Walz, Womack Introduce Bipartisan Legislation to Train Child Protection Professionals to Detect, Prevent Child Abuse
According to statistics, between four and seven children die every day in the United States due to child abuse and neglect – one of the worst records of industrialized nations
Washington, D.C. [6/24/14] – Today, U.S. Representatives Tim Walz (D-MN-1) and Steve Womack (R-AR-3) introduced the National Child Protection Training Act, a bipartisan bill to help train child protection professionals to detect and prevent child abuse. The bill would establish regional training centers – including the National Child Protection Training Center in Winona, MN, and the Melba Shewmaker Southern Region National Child Protection Training Center at NorthWest Arkansas Community College – that would create new undergraduate and graduate curricula for professions likely to be involved in identifying and reporting cases of abuse. Additionally, the legislation increases coordination between federal, state and local officials to institute best practices for the training of child protection professionals. Representatives McCollum and Nolan are also co-sponsors of the legislation.
"Each year far too many of our children fall victim to abuse and neglect. We must do all we can to ensure that the people in the best position to recognize and respond to child abuse are getting the proper training to do so,” Representative Walz said. “This legislation will create more badly needed training centers across the country, based off the model of the National Child Protection Training Center at Winona State, and is an important step forward in the fight against child abuse.”
“There have been tremendous technological advances in the criminal justice, medical, and psychological fields that can help our child protection professionals better detect and prevent child abuse,” said Representative Womack. “It is important that our institutions – like the Melba Shewmaker Southern Region National Child Protection Training Center at NorthWest Arkansas Community College – have the tools they need to teach the professionals in the field how to use these technologies to make a difference in the lives of these most vulnerable victims. This bill is a step in that direction.”
"As a pediatrician, I understand the importance of fully preparing those working with children who have been maltreated. This legislation will ensure that education and resources are available throughout the country to better protect children from abuse,” said Jeff Thompson, MD, CEO Gundersen Health System.
"In offering improved training to tens of thousands of front line child protection professionals, this bipartisan legislation also offers real hope to millions of maltreated children," said Victor Vieth, executive director emeritus, Gundersen National Child Protection Training Center.
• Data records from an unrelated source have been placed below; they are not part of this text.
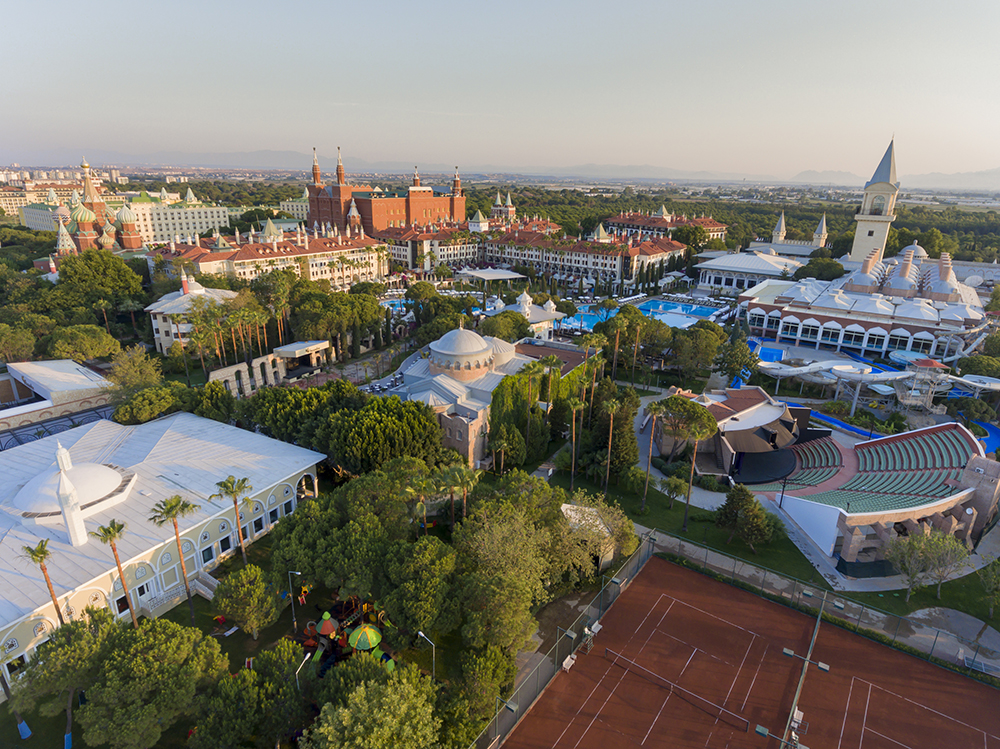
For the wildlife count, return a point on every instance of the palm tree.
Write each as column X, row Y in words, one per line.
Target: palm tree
column 40, row 555
column 574, row 405
column 104, row 305
column 110, row 535
column 448, row 481
column 168, row 511
column 618, row 324
column 554, row 364
column 131, row 306
column 610, row 407
column 467, row 480
column 655, row 410
column 233, row 488
column 530, row 370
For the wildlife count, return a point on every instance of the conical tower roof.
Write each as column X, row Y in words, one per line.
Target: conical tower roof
column 886, row 169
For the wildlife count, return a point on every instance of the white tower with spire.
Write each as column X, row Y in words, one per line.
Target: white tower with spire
column 876, row 214
column 820, row 235
column 778, row 235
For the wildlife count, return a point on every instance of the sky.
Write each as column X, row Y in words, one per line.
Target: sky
column 767, row 87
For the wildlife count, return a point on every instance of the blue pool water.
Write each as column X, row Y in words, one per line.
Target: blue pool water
column 674, row 314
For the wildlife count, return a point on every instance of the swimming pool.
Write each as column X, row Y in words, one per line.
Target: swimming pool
column 674, row 314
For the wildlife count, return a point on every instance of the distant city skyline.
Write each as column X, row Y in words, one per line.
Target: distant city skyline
column 771, row 88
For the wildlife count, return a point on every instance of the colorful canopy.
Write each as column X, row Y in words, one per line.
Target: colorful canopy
column 365, row 637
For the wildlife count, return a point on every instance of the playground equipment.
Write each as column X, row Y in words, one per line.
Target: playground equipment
column 914, row 387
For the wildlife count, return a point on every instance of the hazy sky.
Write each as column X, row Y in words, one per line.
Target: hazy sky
column 770, row 86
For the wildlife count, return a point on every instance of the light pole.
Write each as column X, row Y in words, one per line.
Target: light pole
column 291, row 594
column 512, row 706
column 308, row 656
column 568, row 633
column 433, row 655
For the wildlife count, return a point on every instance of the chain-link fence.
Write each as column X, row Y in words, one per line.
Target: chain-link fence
column 965, row 656
column 530, row 687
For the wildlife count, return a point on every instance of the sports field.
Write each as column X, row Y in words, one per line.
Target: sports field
column 686, row 661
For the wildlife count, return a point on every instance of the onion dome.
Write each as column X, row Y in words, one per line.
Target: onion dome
column 82, row 215
column 125, row 215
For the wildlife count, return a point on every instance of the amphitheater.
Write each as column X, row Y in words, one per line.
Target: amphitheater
column 852, row 501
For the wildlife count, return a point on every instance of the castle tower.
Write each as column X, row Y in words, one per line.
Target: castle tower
column 876, row 214
column 341, row 178
column 778, row 235
column 317, row 181
column 820, row 235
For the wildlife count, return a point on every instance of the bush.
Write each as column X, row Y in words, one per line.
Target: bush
column 835, row 408
column 710, row 483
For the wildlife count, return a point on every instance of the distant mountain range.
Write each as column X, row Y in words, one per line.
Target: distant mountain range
column 983, row 180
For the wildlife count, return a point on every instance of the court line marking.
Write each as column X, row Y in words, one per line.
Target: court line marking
column 752, row 683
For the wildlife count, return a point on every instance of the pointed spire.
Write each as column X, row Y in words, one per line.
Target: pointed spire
column 779, row 230
column 886, row 169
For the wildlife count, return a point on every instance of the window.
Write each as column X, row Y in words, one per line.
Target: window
column 897, row 342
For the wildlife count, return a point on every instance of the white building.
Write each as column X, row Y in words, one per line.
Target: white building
column 298, row 208
column 743, row 270
column 59, row 489
column 168, row 313
column 540, row 318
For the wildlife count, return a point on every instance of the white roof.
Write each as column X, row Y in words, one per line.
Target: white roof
column 56, row 376
column 178, row 303
column 752, row 262
column 178, row 454
column 300, row 348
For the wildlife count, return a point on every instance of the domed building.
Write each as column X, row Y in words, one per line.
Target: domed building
column 60, row 489
column 457, row 380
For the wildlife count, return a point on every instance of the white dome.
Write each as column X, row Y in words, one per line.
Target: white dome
column 460, row 342
column 93, row 482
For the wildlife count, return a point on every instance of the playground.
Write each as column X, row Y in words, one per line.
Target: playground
column 682, row 660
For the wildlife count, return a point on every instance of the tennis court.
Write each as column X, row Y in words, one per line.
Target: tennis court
column 686, row 661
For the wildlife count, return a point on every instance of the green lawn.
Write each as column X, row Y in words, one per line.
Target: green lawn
column 782, row 556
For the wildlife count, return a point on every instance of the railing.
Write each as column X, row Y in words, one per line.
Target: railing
column 531, row 686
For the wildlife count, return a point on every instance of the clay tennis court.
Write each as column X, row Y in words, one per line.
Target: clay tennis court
column 686, row 661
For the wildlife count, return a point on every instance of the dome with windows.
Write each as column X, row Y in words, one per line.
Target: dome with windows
column 462, row 354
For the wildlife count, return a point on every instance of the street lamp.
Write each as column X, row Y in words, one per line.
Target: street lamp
column 512, row 706
column 566, row 633
column 825, row 667
column 762, row 731
column 308, row 656
column 291, row 594
column 433, row 655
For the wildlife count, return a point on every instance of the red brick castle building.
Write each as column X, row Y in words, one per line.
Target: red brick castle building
column 344, row 206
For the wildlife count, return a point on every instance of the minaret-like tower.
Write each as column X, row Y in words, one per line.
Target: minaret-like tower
column 876, row 214
column 820, row 235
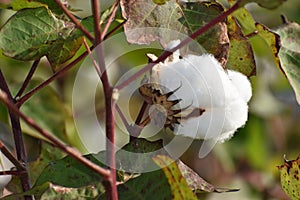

The National Child Protection Training Act directs the Attorney General to coordinate with the National Child Protection Training Center to operate at least four regional training centers – including the National Child Protection Training Center in Winona, MN, and the Melba Shewmaker Southern Region National Child Protection Training Center at NorthWest Arkansas Community College – to be affiliated with universities, colleges, or community colleges. The regional training centers will be required to:
- Develop undergraduate and graduate curricula on child maltreatment;
- Disseminate curricula to colleges, law schools, medical schools, seminaries, and other institutions of higher education;
- Develop ‘‘laboratory'' training facilities that include mock houses, medical facilities, courtrooms, and forensic interview rooms that provide a real world experience to students and professionals;
- Assist communities in developing child abuse prevention programs; and
- Assist states in developing forensic interview training programs.